Maryan, Dog on Red Background, 1967. Venus Over Manhattan, New York. 

A $66,000 Pair of Scissors (That Don't Work) + 9 Other Unexpected Treasures at Art Basel Miami Beach 2018

by Andrew Goldstein

 

From Rothkos to Rauschenbergs, Koonses to KAWSes, Art Basel Miami Beach always offers a plethora of billionaire-priced fare from the top of the art market. This year is no exception, with masterpieces hanging alongside pieces by today’s much-hyped brand names.

Alongside these riches, there is also, as usual, a wealth of artworks that make you stop, scratch your head, lean closer, and maybe even reflect—if you’re willing to pause your headlong rush to the mega-galleries, that is. Here are a few standouts that merit a second, or even third, look.

 

Maryan
Dog on Red Background, 1967
Venus Over Manhattan – New York
Price: in the range of $50,000-$70,000

Born in Nowy-Sącz, Poland, Pinchas Burstein was 12 years old when he was sent to Auschwitz. In the final days of the war he was lined up to be shot—but, thanks to the habitual drunkenness of the firing squad, he was left for dead with a neck wound, and was rescued when the Russians liberated the camp. After six years of living in displaced-persons camps, he went to Jerusalem, where he studied art and won a grant to go to the École des Beaux-Arts in Paris, where Léger became his teacher. Upon graduation, he was swiftly picked up by André Emmerich’s white-hot gallery, but, realizing he would never get citizenship, he moved to New York, living and working in the Chelsea Hotel until his death in 1977, going by the name Maryan S. Maryan.

Estate sales of 20th-century art dealers are a great place to hunt for overlooked artists, and the collector and financier Adam Lindemann’s gallery Venus Over Manhattan discovered Maryan when looking through the holdings of the late New York gallerist Allan Frumkin—learning that much of his inventory remained in storage. The artist’s paintings are moody and suggestively violent (Philip Guston was a fan).
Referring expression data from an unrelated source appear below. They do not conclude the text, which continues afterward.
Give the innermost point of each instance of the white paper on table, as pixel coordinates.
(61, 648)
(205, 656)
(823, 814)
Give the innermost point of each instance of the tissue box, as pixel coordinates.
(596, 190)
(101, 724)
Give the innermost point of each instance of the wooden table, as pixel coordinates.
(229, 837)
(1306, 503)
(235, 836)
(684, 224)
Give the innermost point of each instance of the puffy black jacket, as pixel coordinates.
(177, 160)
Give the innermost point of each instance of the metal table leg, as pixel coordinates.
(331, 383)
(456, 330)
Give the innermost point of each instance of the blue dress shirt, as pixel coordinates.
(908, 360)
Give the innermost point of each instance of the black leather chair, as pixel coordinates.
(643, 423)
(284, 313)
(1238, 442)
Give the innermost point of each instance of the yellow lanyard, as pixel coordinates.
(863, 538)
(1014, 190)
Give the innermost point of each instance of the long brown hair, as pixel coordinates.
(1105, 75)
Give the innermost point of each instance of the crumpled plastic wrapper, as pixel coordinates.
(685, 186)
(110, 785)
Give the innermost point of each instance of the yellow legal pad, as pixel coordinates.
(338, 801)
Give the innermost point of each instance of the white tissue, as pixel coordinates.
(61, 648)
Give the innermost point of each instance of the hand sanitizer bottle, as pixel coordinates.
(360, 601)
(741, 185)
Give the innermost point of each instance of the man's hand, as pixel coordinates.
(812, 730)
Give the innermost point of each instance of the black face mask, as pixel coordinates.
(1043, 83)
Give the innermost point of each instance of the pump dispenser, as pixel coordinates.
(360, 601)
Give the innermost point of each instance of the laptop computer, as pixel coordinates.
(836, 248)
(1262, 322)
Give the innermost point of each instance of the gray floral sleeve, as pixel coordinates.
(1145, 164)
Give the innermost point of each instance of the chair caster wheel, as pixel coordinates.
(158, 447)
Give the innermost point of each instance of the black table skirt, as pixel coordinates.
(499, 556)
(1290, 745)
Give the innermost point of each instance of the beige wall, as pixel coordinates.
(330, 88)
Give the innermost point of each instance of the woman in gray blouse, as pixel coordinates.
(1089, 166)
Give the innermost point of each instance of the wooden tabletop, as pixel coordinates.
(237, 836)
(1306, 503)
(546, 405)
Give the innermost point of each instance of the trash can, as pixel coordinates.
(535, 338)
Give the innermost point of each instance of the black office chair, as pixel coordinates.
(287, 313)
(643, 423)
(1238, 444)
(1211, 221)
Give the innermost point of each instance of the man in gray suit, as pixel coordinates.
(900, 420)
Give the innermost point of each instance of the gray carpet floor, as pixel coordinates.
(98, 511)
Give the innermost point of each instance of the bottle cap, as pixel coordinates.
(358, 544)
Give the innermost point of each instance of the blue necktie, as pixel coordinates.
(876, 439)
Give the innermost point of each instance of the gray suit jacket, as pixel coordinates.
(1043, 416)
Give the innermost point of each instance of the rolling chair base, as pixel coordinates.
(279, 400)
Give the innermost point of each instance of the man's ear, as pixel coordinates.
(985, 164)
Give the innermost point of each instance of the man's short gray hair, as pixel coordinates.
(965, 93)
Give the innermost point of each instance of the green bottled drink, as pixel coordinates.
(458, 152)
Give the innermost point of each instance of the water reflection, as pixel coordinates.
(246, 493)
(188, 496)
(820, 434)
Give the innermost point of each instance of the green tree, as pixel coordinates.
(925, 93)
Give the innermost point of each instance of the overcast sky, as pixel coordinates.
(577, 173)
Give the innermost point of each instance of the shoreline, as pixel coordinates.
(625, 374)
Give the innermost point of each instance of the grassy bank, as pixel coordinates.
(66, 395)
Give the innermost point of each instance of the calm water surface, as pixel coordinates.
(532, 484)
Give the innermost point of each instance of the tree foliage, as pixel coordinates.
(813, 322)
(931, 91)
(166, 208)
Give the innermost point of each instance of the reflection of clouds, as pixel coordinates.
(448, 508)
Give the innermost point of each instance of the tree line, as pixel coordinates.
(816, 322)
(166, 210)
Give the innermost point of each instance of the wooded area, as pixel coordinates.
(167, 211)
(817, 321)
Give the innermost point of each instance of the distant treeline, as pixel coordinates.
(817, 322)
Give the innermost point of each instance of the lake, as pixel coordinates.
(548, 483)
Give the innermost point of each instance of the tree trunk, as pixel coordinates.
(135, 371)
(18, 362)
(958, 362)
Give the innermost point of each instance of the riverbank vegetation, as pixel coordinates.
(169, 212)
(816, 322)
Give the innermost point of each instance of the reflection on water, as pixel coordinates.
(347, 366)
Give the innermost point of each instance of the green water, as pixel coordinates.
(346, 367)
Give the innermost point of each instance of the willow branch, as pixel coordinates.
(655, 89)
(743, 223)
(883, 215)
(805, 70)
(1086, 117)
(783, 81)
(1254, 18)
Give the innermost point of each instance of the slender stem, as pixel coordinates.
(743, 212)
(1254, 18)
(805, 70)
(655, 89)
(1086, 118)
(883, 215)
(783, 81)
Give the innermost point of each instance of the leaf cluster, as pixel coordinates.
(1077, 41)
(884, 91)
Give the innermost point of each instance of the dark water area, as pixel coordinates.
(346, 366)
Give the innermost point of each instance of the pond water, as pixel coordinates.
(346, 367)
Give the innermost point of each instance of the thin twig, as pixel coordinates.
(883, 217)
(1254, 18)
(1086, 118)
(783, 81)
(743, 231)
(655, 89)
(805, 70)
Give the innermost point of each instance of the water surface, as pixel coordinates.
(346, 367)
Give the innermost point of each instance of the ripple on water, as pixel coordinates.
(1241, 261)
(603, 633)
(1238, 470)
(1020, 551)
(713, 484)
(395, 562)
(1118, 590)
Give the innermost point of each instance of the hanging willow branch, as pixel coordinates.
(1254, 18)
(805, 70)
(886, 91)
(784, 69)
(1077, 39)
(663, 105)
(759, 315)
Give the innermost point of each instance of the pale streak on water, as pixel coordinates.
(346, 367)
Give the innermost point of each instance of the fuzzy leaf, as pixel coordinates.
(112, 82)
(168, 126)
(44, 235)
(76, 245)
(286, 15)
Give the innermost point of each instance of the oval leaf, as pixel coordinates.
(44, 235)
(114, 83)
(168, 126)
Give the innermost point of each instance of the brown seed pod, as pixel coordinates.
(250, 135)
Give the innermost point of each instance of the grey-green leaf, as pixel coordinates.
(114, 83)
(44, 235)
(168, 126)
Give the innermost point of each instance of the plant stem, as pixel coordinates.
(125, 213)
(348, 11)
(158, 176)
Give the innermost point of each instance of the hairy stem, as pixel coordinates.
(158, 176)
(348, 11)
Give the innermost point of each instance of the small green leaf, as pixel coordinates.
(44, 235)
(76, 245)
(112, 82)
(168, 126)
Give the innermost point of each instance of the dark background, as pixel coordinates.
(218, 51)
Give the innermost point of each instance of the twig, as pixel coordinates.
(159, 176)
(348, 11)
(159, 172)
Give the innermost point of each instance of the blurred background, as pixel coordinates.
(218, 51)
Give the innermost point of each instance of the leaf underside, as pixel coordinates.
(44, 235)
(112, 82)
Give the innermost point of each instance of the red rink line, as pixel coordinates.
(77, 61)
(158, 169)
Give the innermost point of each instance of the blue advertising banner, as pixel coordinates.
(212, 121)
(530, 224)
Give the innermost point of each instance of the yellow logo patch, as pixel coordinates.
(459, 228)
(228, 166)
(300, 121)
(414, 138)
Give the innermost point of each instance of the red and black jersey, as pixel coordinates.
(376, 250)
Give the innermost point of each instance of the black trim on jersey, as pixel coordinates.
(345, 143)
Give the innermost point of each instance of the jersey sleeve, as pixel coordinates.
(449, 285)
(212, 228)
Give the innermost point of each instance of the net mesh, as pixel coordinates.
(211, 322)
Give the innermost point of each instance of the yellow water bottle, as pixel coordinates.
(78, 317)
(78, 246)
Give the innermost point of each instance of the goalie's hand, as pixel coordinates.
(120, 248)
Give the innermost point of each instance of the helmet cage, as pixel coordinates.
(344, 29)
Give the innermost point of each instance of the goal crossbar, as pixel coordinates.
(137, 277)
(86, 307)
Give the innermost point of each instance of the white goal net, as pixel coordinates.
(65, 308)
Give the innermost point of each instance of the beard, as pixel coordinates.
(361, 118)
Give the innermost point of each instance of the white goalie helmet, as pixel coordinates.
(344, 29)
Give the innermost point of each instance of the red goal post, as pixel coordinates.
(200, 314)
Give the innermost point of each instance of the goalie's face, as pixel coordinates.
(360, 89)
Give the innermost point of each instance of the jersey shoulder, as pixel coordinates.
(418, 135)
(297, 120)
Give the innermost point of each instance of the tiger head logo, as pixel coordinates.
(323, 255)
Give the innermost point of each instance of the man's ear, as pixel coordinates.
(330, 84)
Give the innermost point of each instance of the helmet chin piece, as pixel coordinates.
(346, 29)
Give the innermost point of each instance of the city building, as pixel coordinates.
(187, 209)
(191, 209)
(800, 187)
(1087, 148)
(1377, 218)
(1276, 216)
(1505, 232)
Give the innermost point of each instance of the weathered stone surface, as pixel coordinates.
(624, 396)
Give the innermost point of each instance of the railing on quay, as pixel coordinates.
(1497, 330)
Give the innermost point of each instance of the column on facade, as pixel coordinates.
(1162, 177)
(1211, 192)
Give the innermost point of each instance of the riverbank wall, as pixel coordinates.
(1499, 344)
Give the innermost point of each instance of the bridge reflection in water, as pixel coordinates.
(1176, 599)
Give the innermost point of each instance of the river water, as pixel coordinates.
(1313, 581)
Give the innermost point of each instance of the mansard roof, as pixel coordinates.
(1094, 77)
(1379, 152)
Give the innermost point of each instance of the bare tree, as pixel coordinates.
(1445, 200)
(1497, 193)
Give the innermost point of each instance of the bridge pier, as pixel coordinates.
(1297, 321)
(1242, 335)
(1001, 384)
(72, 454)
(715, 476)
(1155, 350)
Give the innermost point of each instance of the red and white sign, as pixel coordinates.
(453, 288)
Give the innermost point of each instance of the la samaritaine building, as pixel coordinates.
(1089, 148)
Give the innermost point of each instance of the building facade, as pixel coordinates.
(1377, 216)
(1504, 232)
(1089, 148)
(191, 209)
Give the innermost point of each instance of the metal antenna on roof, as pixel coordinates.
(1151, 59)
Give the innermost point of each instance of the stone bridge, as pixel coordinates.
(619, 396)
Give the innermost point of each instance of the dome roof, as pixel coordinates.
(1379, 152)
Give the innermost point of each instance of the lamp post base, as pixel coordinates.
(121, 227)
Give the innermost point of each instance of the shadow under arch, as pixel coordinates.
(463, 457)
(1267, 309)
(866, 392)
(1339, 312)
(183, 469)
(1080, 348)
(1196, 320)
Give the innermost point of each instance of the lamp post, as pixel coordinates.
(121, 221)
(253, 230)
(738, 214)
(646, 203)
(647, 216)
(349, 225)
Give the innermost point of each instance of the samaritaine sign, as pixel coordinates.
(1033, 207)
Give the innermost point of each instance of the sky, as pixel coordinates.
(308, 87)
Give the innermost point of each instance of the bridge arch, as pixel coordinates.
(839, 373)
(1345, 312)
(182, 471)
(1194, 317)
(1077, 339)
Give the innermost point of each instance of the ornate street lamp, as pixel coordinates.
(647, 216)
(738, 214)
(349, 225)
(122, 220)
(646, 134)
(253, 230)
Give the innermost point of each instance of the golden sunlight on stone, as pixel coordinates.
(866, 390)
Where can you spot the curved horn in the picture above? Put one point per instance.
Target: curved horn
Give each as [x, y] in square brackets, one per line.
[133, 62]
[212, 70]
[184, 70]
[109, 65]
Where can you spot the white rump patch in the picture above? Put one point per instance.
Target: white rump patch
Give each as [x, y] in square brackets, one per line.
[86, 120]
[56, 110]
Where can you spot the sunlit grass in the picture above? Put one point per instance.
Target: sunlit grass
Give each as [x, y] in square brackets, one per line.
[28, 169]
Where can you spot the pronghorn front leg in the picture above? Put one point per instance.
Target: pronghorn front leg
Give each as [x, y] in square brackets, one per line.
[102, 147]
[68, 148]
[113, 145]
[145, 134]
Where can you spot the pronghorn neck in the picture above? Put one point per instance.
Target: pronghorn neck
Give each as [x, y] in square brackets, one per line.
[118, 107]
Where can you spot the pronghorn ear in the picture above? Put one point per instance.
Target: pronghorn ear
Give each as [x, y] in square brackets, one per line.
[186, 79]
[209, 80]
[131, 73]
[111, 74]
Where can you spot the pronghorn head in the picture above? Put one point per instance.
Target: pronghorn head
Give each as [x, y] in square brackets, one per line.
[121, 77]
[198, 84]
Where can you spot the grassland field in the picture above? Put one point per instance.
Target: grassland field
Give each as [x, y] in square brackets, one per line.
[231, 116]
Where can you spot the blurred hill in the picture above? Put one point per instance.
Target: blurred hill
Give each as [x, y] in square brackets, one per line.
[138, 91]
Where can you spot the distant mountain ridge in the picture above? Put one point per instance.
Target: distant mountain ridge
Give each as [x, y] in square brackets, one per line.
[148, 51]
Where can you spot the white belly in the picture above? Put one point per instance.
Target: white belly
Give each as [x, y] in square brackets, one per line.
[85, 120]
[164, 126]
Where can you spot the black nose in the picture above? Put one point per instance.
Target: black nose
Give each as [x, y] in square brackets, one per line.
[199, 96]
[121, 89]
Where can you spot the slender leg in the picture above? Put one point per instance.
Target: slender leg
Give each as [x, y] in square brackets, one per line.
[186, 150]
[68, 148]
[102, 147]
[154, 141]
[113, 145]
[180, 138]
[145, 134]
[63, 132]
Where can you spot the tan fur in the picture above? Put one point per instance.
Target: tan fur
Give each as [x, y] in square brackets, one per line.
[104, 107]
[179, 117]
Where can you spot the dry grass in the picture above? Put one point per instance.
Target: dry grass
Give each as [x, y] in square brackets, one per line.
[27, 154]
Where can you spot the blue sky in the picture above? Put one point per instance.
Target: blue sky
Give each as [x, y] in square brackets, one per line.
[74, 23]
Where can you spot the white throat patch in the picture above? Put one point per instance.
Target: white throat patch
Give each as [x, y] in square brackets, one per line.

The dogs Maryan encountered in the death camps are a recurring motif, with everything rendered in a frenzied whirl that recalls a mix of Art Brut and Chaim Soutine.

Thanks to a gallery’s enterprising market approach, Maryan—who has a growing collector base in Israel and Paris, and has been shown at MoMA and the Guggenheim—suddenly may see his stature in art history rise.